Brixton is now the most intensively used two-platform terminus in the world, reliably reversing more than 36 trains per hour. The staff relish the challenge of delivering that service every day. The factors that emerged in developing this solution are now well recognised and have informed many subsequent railway schemes, including Thameslink and Crossrail.

What's the community like at the London office?

We have an active social committee that organises various events. This allows us to get to know the people we're working with better, helps us meet people beyond our immediate team and discover the depth of the business' capabilities. Sometimes we find people who can assist with our work, and social discussions lead to more variety in the day job. As the London office is one of Atkins' larger offices, an extensive range of disciplines are represented at our social events.

Photo of Andrew and his team

How do you provide industry and thought leadership?

I encourage our team to take every opportunity to demonstrate thought leadership, including conference papers, publications and other ways of shaping industry trends rather than just following them. Personally, I regularly present at a range of international conferences, most recently on railway capacity, cybersecurity and resilience, and have a paper on the contribution of railway control systems to sustainability in progress.
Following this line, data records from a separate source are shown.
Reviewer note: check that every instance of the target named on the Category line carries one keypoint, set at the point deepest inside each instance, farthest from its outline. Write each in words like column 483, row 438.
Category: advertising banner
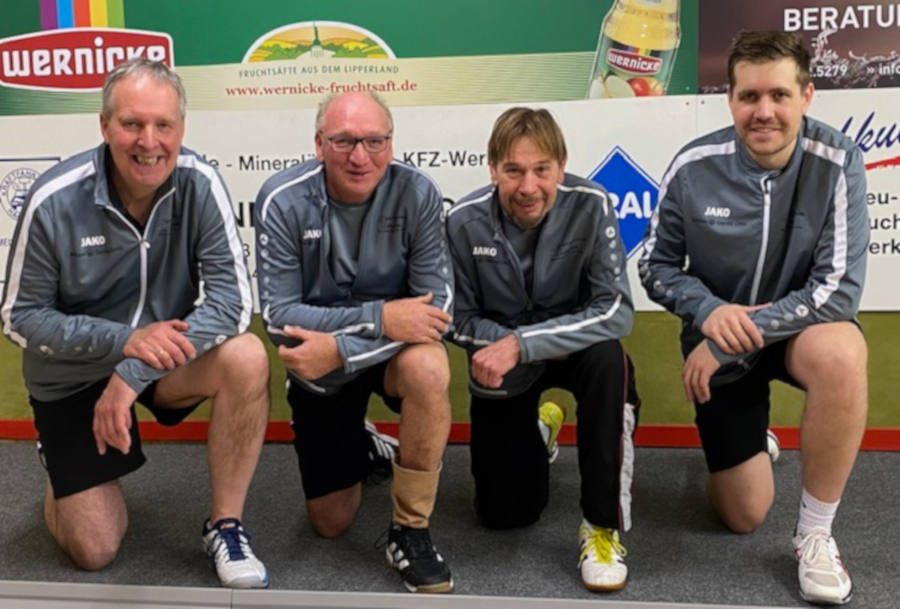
column 852, row 44
column 286, row 54
column 628, row 155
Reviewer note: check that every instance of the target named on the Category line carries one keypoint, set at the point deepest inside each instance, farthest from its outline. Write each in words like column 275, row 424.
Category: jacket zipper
column 766, row 183
column 145, row 245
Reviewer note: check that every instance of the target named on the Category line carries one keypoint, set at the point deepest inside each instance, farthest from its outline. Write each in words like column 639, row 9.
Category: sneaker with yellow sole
column 551, row 417
column 602, row 560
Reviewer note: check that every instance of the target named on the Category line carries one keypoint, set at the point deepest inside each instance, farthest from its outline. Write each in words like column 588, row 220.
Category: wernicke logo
column 75, row 58
column 633, row 63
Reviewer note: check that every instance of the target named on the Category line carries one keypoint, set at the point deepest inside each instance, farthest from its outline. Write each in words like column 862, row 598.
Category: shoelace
column 604, row 544
column 817, row 552
column 235, row 540
column 418, row 542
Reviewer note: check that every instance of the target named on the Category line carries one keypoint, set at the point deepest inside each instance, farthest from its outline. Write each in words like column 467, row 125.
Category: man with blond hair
column 759, row 245
column 542, row 300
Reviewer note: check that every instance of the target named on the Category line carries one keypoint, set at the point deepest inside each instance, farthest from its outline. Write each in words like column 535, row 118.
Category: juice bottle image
column 636, row 49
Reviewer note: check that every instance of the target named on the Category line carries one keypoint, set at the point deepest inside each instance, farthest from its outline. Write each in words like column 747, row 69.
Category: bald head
column 362, row 99
column 353, row 142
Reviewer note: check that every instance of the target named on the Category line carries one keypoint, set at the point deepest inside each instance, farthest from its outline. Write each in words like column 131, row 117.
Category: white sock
column 815, row 514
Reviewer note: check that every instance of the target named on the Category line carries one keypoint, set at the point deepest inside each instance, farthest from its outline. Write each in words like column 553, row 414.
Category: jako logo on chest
column 93, row 241
column 718, row 212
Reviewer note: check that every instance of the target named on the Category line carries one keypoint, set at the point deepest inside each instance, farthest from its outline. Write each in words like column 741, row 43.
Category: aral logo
column 633, row 195
column 317, row 40
column 633, row 63
column 14, row 188
column 75, row 58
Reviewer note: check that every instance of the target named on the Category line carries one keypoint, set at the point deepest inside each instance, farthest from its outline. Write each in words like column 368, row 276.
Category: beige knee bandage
column 413, row 493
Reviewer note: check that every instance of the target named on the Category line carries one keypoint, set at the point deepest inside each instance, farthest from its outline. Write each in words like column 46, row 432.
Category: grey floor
column 677, row 550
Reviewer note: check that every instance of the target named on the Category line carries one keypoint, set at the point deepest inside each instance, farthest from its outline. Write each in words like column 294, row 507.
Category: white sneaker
column 227, row 545
column 823, row 577
column 602, row 560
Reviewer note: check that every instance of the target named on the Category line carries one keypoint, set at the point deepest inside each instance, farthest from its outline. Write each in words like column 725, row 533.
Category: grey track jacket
column 727, row 231
column 580, row 294
column 402, row 253
column 81, row 277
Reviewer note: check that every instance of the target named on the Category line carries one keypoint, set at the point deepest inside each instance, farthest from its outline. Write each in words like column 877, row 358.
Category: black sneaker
column 422, row 568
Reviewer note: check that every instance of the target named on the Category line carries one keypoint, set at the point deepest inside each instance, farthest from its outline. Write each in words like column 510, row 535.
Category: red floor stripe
column 673, row 436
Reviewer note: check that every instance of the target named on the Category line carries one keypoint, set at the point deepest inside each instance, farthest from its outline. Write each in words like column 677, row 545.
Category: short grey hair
column 326, row 103
column 141, row 66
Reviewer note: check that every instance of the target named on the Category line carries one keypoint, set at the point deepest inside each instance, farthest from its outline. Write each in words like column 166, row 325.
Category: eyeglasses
column 371, row 143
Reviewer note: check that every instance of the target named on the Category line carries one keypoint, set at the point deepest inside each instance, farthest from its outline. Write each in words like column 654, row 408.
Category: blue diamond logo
column 633, row 194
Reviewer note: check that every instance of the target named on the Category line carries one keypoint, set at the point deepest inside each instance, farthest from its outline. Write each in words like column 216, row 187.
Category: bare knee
column 743, row 495
column 422, row 369
column 830, row 352
column 245, row 361
column 743, row 519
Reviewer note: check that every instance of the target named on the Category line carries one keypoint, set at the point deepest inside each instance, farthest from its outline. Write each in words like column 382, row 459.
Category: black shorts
column 733, row 423
column 329, row 432
column 66, row 439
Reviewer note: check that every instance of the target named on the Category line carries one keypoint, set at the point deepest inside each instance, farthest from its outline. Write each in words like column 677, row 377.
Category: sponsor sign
column 75, row 59
column 310, row 40
column 632, row 192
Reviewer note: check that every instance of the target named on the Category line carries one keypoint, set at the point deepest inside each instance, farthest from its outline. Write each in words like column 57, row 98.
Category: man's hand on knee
column 161, row 345
column 413, row 320
column 112, row 416
column 315, row 356
column 698, row 368
column 730, row 327
column 491, row 363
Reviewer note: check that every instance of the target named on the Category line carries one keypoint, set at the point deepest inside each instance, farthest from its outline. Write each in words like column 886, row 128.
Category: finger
column 753, row 333
column 703, row 386
column 184, row 347
column 735, row 341
column 98, row 435
column 751, row 309
column 688, row 385
column 166, row 359
column 178, row 324
column 286, row 354
column 122, row 427
column 722, row 343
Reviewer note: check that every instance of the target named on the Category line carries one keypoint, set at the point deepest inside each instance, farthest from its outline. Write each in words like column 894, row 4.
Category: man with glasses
column 355, row 285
I support our developing engineers in preparing for the Institution of Railway Signalling Engineers' professional examinations through study events. These are also open to the wider industry, which benefits all participants by providing a broader range of viewpoints in the discussion than could be achieved through internal participation alone.

I'm on the Institution's Education and Professional Development Committee, which leads the Institution's engagement with academia and training providers, sets the syllabus for professional examinations and develops new routes into the railway control industry.

I also sit on the managing committee of the Transport for London Technical Society. The organisation provides fabulous professional development opportunities to our staff directly related to the needs of one of our key clients.

Through our consultancy work, I've helped shape the long-term technical strategies for railways in several countries, both at government and system operator levels.

What do you find most rewarding about the job?

Training and mentoring. I'm very aware that available time limits what I can hope to achieve. If I can pass on skills to help others do what I can, that multiplies what I can achieve. There's every chance they'll be able to do a better job than I'd have done by combining my knowledge with their existing expertise and aptitudes.

"Objectively, there's a real "multiplier effect" where every hour I invest in training is paid back many times over by the increased capability of my colleagues, and subjectively, I love seeing what the people I've supported do with their new skills.”

What's your passion outside of work?

Other than family, it's sustainability and living lightly. Ten years ago, we bought a semi-derelict Victorian house and refurbished it to give environ-mental performance exceeding that of homes built to modern standards.

We carefully controlled the works to reduce our ongoing energy usage and minimize the energy embodied in the materials and the processes. Although this is still a work in progress—and always will be as we make incremental improvements—we regularly get asked for advice by others wishing to do it similarly. It's that multiplier effect again!